Il y a aussi ce goût de l’ambiguïté, qui fait que tout méchant hitchcockien possède avant tout un charme irrésistible. L’assassin devient un pur objet de fascination, car fasciné lui-même par ses victimes : le cas psychiatrique et enfantin qu’est Robert Walker dans L'Inconnu du Nord Express (1951), le très touchant Claude Rains amoureux de la belle Ingrid Bergman dans Les Enchaînés (1946), l’ambiguïté de Joseph Cotten (coupable ou innocent ?) dans L'ombre d'un doute (1943)… Ensuite, il y a la tenue toute néo-victorienne des héroïnes hitchcockiennes (Ingrid Bergman, Grace Kelly, Kim Novak, Eva Marie-Saint…) : cheveux sagement attachés, souvent dans un chignon vertigineux (et sans lequel Tippi Hedren ne serait pas tout à fait elle-même), habillées de façon plus que correcte, voire guindée. Pur fantasme de la belle bourgeoise frigide ? Alors que tout n’est que crimes et complots dans ses films, les pulsions sont ici soigneusement dissimulées, laissées à l’art de la suggestion, que le cinéaste maîtrise à la perfection. Mais, avec l’âge, Hitchcock va progressivement se laisser aller à filmer des fantasmes crus et violents : des crimes sanglants de Psychose (1960) ou des Oiseaux (1963) à la frigide et cleptomane Marnie (1964), les derniers films ouvrent une voie tout aussi passionnante, mais nettement moins sobre. Voire à la limite du baroque grand-guignolesque, comme dans son avant-dernier film tourné en Angleterre, Frenzy (1972), l’histoire d’un maniaque sexuel et tueur en série, où le maître s’inscrit dans un courant de films particulièrement violents tournés à la même époque (Les chiens de paille, Orange Mécanique…).

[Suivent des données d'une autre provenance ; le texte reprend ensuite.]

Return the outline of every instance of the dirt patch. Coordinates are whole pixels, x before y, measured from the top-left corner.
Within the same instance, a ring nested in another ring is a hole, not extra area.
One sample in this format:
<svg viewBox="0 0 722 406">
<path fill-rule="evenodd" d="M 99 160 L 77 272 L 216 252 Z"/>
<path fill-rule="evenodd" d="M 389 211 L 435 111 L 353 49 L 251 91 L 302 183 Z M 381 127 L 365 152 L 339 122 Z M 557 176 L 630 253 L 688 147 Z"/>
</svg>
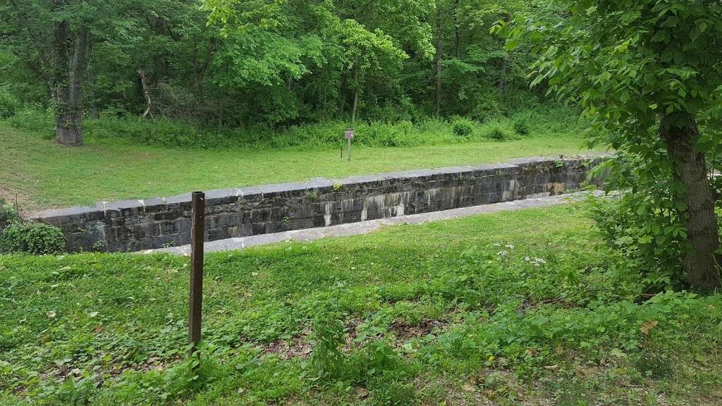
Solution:
<svg viewBox="0 0 722 406">
<path fill-rule="evenodd" d="M 391 324 L 391 329 L 393 335 L 401 342 L 406 342 L 412 338 L 419 338 L 431 333 L 440 332 L 448 326 L 446 321 L 425 319 L 418 324 L 407 323 L 403 319 L 397 319 Z"/>
<path fill-rule="evenodd" d="M 313 349 L 308 338 L 304 335 L 291 340 L 277 340 L 261 347 L 261 351 L 264 354 L 275 354 L 282 360 L 296 357 L 305 360 Z"/>
</svg>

Si Hitchcock demeure à jamais le maître du film de suspense, Michael Powell serait plutôt celui du film à tendance onirique. Sa carrière pourrait se diviser en quatre temps : de 1929 à 1930, Powell est un jeune homme curieux et touche-à-tout, qui va apprendre un peu tous les métiers du cinéma : photographe de plateau (entre autres sur Champagne… d’Hitchcock), figurant, monteur, scénariste… A partir de 1931, il passe à la réalisation, et enchaîne 23 films jusqu’à 1936. Comédies romantiques, films de fantômes, polars, il s’essaie modestement à tous les genres, avec des succès inégaux, mais la confiance de ses producteurs. C’est en 1937 qu’il signe son premier grand film : The Edge of the world, situé dans les îles écossaises, au milieu d’un village en voix de dépeuplement. S’affirment déjà la passion du cinéaste pour les paysages sauvages et majestueux de l’Ecosse, et un ton bien particulier, entre réalisme et un onirisme emprunt de nostalgie.

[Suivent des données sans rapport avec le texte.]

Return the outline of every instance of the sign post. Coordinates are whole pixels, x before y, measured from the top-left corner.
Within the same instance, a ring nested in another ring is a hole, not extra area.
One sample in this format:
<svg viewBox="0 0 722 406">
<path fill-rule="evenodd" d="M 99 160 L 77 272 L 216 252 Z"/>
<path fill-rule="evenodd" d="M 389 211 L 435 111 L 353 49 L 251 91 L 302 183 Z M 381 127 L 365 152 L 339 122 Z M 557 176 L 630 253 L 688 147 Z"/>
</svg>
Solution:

Troisième temps de sa carrière, sa rencontre avec le scénariste Emeric Pressburger en 1939 ouvre une ère de chefs d’œuvre à la chaîne. Leur collaboration prend d’abord la forme de films de propagande pour soutenir l’effort de guerre : L'espion noir (1939), Espionne à bord (1940), 49eme Parallèle (1941), Un de nos avions n’est pas rentré (1942) et PH contre Gestapo (1943). Ce dernier film est par ailleurs le premier de leur toute nouvelle maison de production : Archers films. Après le patriotisme conjoncturel, le tandem enchaîne directement avec leur premier chef d’œuvre en commun, le Colonel Blimp (1943), un film qui démontre une nette évolution en terme de liberté artistique, puisqu’il ne s’agit pas moins d’une satire particulièrement fine des vieux généraux anglais se croyant encore au temps de la chevalerie et totalement largués alors que la Guerre fait rage. Un véritable bijou d’humour British, avec une ambition esthétique qu’on retrouvera dans chacun des films de la Archers.

Les grands films s’enchaînent : les bouleversants A Canterbury Tale (1944), Je sais où je vais (1945), Une Question de vie ou de mort (1946), les films-ballets ultra-gracieux Les Chaussons rouges (1948) et Les Contes d’Hoffman (1951) et dans un genre plus sombre Le Narcisse noir (1947) et enfin La Renarde (1950), histoire quasi-mythique d’une femme sauvageonne dans un village d’écosse, qu’un riche Lord va tenter d’apprivoiser. Tous ces films sont marqués par une inventivité visuelle rare, basée sur un amour de la nature (les paysages d’Ecosse sont souvent présents) et une palette de couleurs sans fin. Les films Archers, c’est aussi un goût pour les histoires tordues, où la magie des contes de fées côtoie et fourvoie un environnement réaliste. Un de leur sommet, Le Narcisse Noir, s’attache ainsi à un groupe de cinq nonnes anglaises s’installant dans l’Himalaya, avec pour seul contact, un agent britannique. Ce retour violent à une nature irréelle de grandeur va réveiller en elles des sentiments plus charnels que divins.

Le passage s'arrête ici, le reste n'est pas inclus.